アフマト・カディロフ名称特別任務民警連隊(полк милиции особого назначения им. Ахмата Кадырова;略称ПМОН)は、2004年7月にウラジーミル・プーチン露大統領の指示により創設されたロシア連邦チェチェン共和国内務省の特殊部隊。ロシア警察の系統としては、警備部隊・機動隊に相当するが、小銃や装甲車を装備する対ゲリラ戦部隊である。

2004年にシャミル・バサエフにより暗殺されたアフマド・カディロフの名前を冠するこの部隊は、息子のラムザン・カディロフによって監督されている。
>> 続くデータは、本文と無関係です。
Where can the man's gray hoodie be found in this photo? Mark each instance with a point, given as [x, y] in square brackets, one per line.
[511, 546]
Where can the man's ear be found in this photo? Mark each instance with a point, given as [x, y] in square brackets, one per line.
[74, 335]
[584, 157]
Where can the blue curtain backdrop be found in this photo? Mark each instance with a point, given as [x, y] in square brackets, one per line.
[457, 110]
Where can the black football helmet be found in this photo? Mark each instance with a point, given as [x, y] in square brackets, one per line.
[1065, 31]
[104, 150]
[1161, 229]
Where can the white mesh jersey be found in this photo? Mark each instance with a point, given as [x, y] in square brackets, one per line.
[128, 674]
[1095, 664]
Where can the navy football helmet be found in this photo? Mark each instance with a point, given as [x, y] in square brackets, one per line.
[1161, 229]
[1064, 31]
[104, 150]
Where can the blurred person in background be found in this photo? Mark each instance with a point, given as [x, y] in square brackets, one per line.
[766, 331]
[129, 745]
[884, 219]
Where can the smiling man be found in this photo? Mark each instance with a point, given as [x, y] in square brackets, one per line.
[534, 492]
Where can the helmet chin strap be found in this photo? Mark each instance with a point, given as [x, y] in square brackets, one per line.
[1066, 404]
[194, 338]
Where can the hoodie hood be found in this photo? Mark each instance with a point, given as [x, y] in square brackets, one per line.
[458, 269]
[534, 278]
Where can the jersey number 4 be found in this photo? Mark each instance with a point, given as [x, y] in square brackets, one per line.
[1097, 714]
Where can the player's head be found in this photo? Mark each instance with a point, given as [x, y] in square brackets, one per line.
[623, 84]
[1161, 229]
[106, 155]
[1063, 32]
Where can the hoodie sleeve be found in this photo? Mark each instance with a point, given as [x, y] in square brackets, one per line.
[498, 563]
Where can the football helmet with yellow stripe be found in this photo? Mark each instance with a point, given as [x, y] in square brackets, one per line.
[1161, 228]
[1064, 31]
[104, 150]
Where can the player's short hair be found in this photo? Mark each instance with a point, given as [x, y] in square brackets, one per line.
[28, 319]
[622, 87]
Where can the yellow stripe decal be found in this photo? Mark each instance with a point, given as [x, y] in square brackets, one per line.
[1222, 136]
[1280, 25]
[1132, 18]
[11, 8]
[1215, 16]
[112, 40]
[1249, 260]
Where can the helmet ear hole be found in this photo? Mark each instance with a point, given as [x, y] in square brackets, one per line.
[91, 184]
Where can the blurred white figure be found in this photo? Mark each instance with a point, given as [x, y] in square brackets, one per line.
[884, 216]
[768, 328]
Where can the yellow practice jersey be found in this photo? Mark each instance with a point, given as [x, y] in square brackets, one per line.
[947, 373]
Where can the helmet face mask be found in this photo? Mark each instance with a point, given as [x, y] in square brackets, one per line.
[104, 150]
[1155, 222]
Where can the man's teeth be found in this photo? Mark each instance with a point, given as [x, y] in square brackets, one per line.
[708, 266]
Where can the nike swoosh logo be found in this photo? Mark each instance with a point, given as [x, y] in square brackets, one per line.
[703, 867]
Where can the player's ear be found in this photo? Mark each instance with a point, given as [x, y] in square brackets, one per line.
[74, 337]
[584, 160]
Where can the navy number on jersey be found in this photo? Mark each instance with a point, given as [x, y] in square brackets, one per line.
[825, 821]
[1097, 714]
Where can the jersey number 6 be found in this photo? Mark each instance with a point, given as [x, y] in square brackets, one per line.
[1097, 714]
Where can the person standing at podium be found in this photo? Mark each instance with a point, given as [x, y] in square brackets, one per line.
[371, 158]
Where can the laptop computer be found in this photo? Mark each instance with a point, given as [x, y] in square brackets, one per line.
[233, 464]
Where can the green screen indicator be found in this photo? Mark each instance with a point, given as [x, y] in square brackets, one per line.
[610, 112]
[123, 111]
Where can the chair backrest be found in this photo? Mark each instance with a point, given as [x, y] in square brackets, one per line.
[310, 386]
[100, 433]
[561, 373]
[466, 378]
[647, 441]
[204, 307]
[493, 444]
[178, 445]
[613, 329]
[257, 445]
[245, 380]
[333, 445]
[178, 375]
また、ロシア連邦保安庁(FSB)作戦局の管轄下にもある。

隊員数は、1145人。連隊長アランベク・ヤサエフを始めとする隊員の多くは、かつてチェチェン独立派であったが、バサエフ等、原理主義派との内ゲバにより家族・親族を殺されたことからロシア連邦に投降し、恩赦後、チェチェン独立派への報復を誓った。

連隊の任務は、首都グロズヌイなど大都市の治安維持、捜査活動の実施、チェチェン独立派に対する作戦の実施である。2006年6月には、チェチェン・イチケリア共和国大統領アブドゥル=ハリーム・サドゥラエフの殺害に参加した。

連隊は、グローズヌイに駐屯し、チェチェン全土で活動している。ロシア内務省の許可により、同連隊は、テロリスト除去のため、ロシアのいかなる地域でも行動することができる。